High doses of vitamin C improve cancer treatment, pass human safety trial

Clinical trials found that it is safe to regularly infuse brain and lung cancer patients with 800 — 1000 times the daily recommended amount of vitamin C as a potential strategy to improve outcomes of standard cancer treatments. In a work presented March 30, 2017 in Cancer Cell, University of Iowa researchers also show pathways by which altered iron metabolism in cancer cells, and not normal cells, lead to increased sensitivity to cancer cell death caused by high dose vitamin C.Co-author, who was one of the first to propose that cancer cells might have a vulnerability to redox active compounds over 40 years ago, Garry Buettner, said: “This paper reveals a metabolic frailty in cancer cells that is based on their own production of oxidizing agents that allows us to utilize existing redox active compounds, like vitamin C, to sensitize cancer cells to radiation and chemotherapy.” Buettner, along with study senior authors Bryan Allen and Douglas Spitz, are faculty members at the University of Iowa’s Department of Radiation Oncology, Free Radical and Radiation Biology Programme, in the Holden Comprehensive Cancer Center.

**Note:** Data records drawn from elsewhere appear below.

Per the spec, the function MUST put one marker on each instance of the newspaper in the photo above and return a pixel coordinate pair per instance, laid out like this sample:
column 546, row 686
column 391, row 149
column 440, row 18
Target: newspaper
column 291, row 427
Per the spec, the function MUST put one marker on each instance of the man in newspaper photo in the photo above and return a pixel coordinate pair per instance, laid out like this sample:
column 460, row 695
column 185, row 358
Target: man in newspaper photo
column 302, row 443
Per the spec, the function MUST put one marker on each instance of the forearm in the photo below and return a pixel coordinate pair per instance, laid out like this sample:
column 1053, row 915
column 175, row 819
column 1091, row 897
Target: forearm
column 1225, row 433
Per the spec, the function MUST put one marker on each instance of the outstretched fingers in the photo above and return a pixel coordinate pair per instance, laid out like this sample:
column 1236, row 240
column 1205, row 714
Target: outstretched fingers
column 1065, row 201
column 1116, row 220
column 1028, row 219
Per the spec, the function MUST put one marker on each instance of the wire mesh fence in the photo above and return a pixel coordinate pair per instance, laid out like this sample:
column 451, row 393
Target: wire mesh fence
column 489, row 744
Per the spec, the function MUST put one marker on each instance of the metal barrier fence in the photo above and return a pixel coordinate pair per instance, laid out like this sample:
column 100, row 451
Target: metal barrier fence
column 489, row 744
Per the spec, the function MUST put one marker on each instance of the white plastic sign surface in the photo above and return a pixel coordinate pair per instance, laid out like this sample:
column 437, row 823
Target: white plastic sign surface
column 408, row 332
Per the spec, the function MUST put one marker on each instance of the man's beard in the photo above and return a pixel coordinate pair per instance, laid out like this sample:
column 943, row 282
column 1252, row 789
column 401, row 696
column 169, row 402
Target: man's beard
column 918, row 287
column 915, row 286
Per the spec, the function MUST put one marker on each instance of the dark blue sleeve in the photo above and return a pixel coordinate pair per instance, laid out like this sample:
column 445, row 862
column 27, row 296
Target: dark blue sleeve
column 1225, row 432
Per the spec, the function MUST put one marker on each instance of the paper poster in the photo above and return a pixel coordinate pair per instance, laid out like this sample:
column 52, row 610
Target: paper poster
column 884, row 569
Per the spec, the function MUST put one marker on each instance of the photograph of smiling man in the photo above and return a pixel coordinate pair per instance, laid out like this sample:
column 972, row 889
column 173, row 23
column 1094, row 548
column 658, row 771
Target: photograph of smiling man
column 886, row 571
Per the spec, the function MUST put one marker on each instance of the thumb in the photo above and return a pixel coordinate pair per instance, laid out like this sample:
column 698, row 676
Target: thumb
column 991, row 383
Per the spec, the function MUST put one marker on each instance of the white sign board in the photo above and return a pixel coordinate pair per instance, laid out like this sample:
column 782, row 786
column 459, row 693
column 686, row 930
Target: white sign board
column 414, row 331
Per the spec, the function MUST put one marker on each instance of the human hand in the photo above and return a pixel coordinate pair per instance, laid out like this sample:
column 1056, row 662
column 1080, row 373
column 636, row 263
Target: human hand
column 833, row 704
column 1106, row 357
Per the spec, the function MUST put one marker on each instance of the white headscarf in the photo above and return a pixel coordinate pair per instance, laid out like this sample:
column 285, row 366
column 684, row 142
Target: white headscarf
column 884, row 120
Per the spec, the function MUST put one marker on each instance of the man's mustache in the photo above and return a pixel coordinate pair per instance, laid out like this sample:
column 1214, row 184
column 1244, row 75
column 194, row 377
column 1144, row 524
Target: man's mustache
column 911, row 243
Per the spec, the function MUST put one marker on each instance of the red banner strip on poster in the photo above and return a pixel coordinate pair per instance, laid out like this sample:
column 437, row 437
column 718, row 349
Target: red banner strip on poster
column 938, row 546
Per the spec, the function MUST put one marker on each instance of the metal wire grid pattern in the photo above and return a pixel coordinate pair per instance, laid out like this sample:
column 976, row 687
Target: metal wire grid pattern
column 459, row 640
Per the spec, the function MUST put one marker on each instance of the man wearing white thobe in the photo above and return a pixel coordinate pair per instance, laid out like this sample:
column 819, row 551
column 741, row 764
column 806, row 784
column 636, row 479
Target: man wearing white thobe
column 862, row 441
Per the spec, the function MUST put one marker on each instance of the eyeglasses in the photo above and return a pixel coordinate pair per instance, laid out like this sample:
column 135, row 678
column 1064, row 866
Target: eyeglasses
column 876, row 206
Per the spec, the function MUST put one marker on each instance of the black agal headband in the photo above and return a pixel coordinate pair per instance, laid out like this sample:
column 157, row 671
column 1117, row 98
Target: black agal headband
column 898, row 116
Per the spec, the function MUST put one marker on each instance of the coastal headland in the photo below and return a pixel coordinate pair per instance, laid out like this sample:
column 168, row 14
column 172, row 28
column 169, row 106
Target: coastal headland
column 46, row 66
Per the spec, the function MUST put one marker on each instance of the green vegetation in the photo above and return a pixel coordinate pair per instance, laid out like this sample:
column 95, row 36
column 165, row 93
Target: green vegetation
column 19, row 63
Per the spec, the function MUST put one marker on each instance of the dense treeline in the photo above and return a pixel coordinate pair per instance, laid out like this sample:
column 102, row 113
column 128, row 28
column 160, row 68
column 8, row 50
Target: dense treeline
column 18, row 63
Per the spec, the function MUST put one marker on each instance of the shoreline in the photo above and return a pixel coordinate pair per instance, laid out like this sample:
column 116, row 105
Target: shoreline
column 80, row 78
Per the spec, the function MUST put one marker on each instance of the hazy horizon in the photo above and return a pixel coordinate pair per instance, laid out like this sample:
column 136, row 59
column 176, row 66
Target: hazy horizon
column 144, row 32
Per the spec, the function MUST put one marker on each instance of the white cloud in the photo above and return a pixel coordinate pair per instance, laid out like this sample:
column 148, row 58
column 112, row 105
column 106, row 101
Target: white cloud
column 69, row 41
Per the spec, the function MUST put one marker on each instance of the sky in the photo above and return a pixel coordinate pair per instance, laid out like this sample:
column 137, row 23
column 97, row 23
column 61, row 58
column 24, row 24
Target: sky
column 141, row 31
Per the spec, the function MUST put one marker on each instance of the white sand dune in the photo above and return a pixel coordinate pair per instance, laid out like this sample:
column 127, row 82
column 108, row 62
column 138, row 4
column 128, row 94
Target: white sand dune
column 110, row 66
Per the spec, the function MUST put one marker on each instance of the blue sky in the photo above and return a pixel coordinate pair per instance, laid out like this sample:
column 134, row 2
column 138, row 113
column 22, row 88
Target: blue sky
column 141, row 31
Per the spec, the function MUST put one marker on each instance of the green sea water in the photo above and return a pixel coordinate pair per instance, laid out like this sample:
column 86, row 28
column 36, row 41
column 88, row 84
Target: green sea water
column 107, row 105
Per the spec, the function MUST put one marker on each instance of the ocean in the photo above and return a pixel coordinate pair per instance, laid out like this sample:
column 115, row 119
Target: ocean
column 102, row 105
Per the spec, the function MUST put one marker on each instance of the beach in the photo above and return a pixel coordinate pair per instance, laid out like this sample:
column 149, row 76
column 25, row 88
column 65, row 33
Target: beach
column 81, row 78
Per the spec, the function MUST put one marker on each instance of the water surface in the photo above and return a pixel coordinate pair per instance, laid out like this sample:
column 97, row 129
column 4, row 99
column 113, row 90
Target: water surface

Why is this approach safe? Vitamin C, even at high levels, isn’t toxic to normal cells. The research group at Iowa found, however, that tumor tissue’s abnormally high levels of redox active iron molecules (a by-product of abnormal mitochondrial metabolism) react with vitamin C to form hydrogen peroxide and free radicals derived from hydrogen peroxide. These free radicals are believed to cause DNA damage selectively in cancer cells (versus normal cells) leading to enhanced cancer cell death as well as sensitization to radiation and chemotherapy in cancer cells.

Co-senior and author, who focused on the biochemical studies, Douglas Spitz, said: “This is a significant example of how knowing details of potential mechanisms and the basic science of redox active compounds in cancer versus normal cells can be leveraged clinically in cancer therapy. Here, we verified convincingly that increased redox active metal ions in cancer cells were responsible for this differential sensitivity of cancer versus normal cells to very high doses of vitamin C.”

The safety study sets the stage for phase II clinical trials looking at whether high dose vitamin C is effective at extending overall lifespan and quality of life for patients undergoing radiation and chemotherapy. The researchers are currently enrolling patients with stage 4 lung cancer and will soon begin enrolling people with glioblastoma multiforme (brain cancer) in these phase II trials. They are hopeful that brain cancer responses to radiation and chemotherapy can be enhanced in these phase II trials. This guarded optimism is based on the phase I trial data showing an increase in overall survival of four to six months in 11 glioblastoma multiforme patients (18-22 months) versus the 14-16 months survival typically seen with the standard treatment.

Co-senior author, who led the clinical side of the study, Bryan Allen, said: “The majority of cancer patients we work with are excited to participate in clinical trials that could benefit future patient outcomes down the line. Results look promising but we’re not going to know if this approach really improves therapy response until we complete these phase II trials.”

The cost per patient above standard insurance billing for the phase II vitamin C glioblastoma multiforme protocol is approximately $8000 spread over nine months of test infusions. This cost can be less than a single dose of some immunotherapy and/or chemotherapy drugs.